I wrote this blog many years ago under another alias. One of my friends told me about this news story:
A corrections officer from Florida was calling up fast food restaurants claiming to be a local cop and telling supervisors to hold and question employees about a fake crime that they had supposedly committed. In one case at a McDonalds, the supervisor made a 17 year old girl take off all of her clothes and then let her boyfriend (not an employee) rape the girl because that's what the "detective" told the boyfriend to do. So the boyfriend did it. We have been conditioned from birth to follow blindly the orders of authority. Even the most horrible orders won’t make the ordinary man question what he is being asked to do.
At the time, a man had just killed himself over the internet. He announced it. Everyone went on his website to watch it happen. He took pills. He could have been saved. People laughed about it. Finally, someone notified the moderator of the site who found his location and called the officials. The police came in to find him dead. People were watching this happen on the web. Some people were shocked, others laughed. Thousands of people witnessed a man dying on the internet and just one person made an attempt to contact the moderator.
I recall an incident in Vietnam. I can't remember what it was called. A group of soldiers were told to raid a village in search of spies. They found none. But they were so frustrated from dealing with the conditions they were dealt with in Nam that they violated the people in the village. They took everyone, man, woman, children alike; and put them in a ditch to die. One man, who flew a helicopter, saved the day. He said he'd shoot anyone who'd harm those people and he managed to set them free. Interestingly enough someone emerged a hero, though at the time, he might have appeared a traitor. I’ve heard many versions of this story. Even though many soldiers were guilty for brutally murdering innocent people, only one man was persecuted. He was the scapegoat. I also heard that these soldiers were following orders. If this is so, then why did the officials get of scot free? So now the question is, are we right to just follow orders? As innocent as it seems to be a blind follower of authority, there is something quite evil about choosing to remain ignorant.
I dealt with bullies growing up. No, they never picked on me. They picked on my friends and it seemed I was the only one to stick up for them while everyone else stood around and watched. I even attacked a group of kids who were pestering my friend while other friends just looked on for entertainment. They ran away. This happened in the fourth grade. In Junior High something similar happened, but this time, the crowd was bigger.

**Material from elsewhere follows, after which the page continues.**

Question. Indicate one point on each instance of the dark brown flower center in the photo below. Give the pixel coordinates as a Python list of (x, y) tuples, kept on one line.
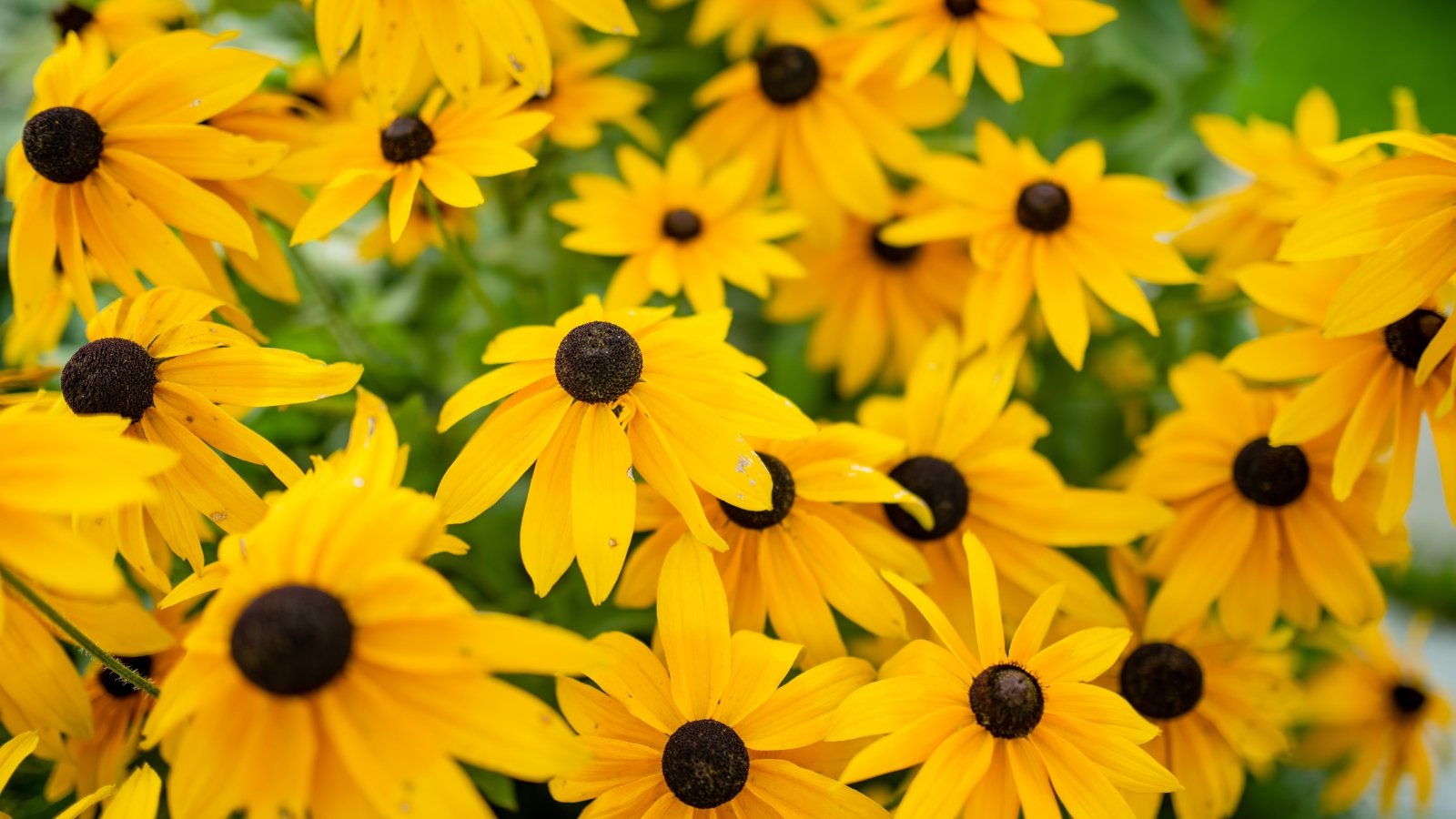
[(63, 143), (786, 73), (599, 361), (1162, 681), (407, 138), (941, 486), (1043, 207), (1006, 702), (109, 376), (1271, 475), (705, 763), (783, 499), (293, 640)]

All they did was watch a friend of mine getting pestered by another girl. I told them they should be ashamed of themselves.
We need to stop and think about how we laugh, ridicule, judge and kill people. Whether it is someone committing suicide on the net, or a kid being bullied at school, or innocent people being tortured in a war, or a loving couple who simply want to get married, we have to be courageous and speak our truth. Maybe speaking the truth won't do anything. But it's better than nothing. I'm starting to realize that now. Why live my life just being a peon?
What would you do? How easy it is to stop what is wrong. But most people stand around, watch, laugh, and do nothing. What would you do?
An experiment in the seventies was conducted. They told people to give someone electric shocks in another room. the person would be screaming in pain, begging for them to stop, but when told to keep going, the subjects continued to inflict pain. It was all rigged but the large majority of the people continued to do what was told to them even though they could hear that it could be torturing or harming another. It was an experiment on the power of authority. Who are you? Are you the kind of person who would keep pushing the button just because that was what you were told? People think they wouldn't. People think they know right from wrong. But when tested, the results are quite contradictory.